El Centro de Asistencia Familiar (FAC) que se describe a continuación estaba ubicado en una histórica terminal/museo de ferrocarril en Liberty State Park en Jersey City, Nueva Jersey, en el río Hudson y frente a la Estatua de la Libertad. Poco después del 11 de septiembre, se estableció para ayudar a las familias de Nueva Jersey en el difícil y doloroso proceso de informar sobre la desaparición de seres queridos, preparar diversos documentos estatales y federales (incluidos los certificados de defunción) y, de alguna manera, comenzar ese estado mental aterrador y a menudo esquivo llamado “cierre». Inicialmente, los servicios de salud mental fueron ofrecidos por voluntarios de la Organización Nacional de Asistencia a Víctimas (NOVA), y luego complementados por voluntarios profesionales de salud mental (yo era uno de estos), así como por representantes de diversas organizaciones religiosas. Fue una tarea impresionante: casi 4.000 familias perdieron a seres queridos en el desastre, alrededor del 40 por ciento de los cuales eran residentes de Nueva Jersey. El FAC operaba los siete días de la semana, de 9 a.m. a 9 p.m. Se estableció un centro similar en la isla de Manhattan para los residentes de Nueva York. Lo que sigue es un extracto de mi diario de esta experiencia.

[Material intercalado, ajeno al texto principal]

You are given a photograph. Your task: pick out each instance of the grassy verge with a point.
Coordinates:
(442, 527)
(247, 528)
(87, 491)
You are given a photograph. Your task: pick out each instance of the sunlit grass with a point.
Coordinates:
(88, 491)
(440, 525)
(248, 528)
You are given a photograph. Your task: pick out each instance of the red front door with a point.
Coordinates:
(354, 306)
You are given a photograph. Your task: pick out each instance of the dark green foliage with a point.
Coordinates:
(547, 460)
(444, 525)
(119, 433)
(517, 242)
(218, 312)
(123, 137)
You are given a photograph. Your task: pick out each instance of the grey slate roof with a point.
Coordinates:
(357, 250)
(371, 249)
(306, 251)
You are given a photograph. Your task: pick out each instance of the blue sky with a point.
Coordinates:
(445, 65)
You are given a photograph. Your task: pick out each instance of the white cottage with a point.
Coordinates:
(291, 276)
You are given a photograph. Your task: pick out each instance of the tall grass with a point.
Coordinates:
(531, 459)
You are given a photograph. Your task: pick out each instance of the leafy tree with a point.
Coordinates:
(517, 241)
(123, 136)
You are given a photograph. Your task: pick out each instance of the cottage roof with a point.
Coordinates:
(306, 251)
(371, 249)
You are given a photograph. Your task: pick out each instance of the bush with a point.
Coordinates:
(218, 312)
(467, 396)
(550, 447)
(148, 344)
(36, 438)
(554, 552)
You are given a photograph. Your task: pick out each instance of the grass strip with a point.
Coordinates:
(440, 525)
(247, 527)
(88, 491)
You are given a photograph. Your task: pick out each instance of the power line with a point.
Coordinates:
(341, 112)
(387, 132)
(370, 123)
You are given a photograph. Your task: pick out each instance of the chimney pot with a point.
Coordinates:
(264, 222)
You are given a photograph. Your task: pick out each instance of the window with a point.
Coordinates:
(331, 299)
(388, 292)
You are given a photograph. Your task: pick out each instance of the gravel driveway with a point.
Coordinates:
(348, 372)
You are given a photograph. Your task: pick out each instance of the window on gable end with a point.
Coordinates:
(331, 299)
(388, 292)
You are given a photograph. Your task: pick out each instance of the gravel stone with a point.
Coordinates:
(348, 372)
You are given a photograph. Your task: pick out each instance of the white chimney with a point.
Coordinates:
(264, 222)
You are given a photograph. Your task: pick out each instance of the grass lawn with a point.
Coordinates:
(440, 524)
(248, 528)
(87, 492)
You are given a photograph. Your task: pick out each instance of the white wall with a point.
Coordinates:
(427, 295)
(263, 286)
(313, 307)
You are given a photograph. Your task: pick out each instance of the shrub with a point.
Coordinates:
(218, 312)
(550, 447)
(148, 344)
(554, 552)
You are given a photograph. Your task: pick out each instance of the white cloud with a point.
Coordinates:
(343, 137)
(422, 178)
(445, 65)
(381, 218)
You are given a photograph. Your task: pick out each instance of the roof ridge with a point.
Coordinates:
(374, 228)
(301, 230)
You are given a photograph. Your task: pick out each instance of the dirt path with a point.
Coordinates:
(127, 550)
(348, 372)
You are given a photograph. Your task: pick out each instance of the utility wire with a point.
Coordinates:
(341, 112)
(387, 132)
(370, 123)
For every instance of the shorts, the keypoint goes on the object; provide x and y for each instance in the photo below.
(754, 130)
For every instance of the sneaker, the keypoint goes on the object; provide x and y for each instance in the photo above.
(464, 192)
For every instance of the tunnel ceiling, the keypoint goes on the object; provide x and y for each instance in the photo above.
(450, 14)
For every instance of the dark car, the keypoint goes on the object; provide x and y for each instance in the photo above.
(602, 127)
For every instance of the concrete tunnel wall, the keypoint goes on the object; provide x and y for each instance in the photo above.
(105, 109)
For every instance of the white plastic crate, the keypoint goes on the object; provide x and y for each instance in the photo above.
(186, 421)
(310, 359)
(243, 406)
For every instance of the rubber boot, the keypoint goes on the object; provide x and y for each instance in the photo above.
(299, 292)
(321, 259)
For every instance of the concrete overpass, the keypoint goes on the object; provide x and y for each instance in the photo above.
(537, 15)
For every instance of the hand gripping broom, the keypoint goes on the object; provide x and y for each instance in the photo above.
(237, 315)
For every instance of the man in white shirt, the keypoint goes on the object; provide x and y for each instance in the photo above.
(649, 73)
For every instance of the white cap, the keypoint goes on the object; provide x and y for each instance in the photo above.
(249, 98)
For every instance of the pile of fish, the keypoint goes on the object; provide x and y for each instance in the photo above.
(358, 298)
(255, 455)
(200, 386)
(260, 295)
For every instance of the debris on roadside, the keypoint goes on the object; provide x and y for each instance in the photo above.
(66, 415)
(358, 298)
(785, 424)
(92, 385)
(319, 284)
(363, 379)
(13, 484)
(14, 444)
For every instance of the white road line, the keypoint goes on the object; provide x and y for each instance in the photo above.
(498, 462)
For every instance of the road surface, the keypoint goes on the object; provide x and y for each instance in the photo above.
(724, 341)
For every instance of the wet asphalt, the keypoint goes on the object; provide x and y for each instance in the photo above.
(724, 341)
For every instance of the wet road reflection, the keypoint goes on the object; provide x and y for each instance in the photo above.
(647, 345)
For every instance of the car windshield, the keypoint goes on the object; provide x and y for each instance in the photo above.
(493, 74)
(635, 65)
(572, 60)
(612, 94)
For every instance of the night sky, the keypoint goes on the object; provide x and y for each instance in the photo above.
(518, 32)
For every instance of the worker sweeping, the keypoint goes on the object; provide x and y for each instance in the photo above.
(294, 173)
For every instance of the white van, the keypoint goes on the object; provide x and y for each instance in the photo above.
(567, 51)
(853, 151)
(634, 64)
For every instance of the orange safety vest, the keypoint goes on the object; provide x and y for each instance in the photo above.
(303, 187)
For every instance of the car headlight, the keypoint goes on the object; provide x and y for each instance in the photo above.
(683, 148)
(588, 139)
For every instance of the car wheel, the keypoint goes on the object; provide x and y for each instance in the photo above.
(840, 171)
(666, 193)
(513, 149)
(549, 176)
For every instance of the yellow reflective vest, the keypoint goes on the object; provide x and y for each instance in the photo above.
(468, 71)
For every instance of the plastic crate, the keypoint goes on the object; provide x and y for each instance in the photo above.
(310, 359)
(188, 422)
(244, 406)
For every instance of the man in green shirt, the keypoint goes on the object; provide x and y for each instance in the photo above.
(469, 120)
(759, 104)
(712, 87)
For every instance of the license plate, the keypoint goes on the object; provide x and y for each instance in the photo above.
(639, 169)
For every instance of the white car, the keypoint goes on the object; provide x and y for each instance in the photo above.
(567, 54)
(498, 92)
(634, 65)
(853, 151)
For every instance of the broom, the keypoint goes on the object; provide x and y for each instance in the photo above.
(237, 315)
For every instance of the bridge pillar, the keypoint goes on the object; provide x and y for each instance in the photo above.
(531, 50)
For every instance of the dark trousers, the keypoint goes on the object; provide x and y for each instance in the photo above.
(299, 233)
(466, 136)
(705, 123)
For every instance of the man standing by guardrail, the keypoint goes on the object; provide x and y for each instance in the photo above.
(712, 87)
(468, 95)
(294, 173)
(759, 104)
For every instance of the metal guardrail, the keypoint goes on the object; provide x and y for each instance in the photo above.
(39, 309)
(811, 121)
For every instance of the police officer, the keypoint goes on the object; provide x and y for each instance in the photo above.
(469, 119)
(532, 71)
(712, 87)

Era el día después de Acción de Gracias y me había apuntado para acompañar a las familias en el viaje en ferry a la Zona Cero. Con sentimientos de ansiedad anticipatoria, me registré en el tráiler de consejería y fui a la orientación del personal. Al entrar, cada uno de nosotros recibió una tarjeta escrita a mano creada por niños de escuela de todo el país. La mía venía de “Christine, Grado 8», dirección desconocida, quien escribió con letras grandes y coloridas de rotulador, “¡¡Estén orgullosos de ser estadounidenses!! ¡¡Únanse como estadounidenses!!»—todo sobre un fondo de una adolescente vestida con ropa de EE. UU., un mensaje de burbuja junto a su cabeza que muestra las torres gemelas del World Trade Center y “¡Volveremos pronto!» Las tarjetas eran nuestras para quedárnoslas.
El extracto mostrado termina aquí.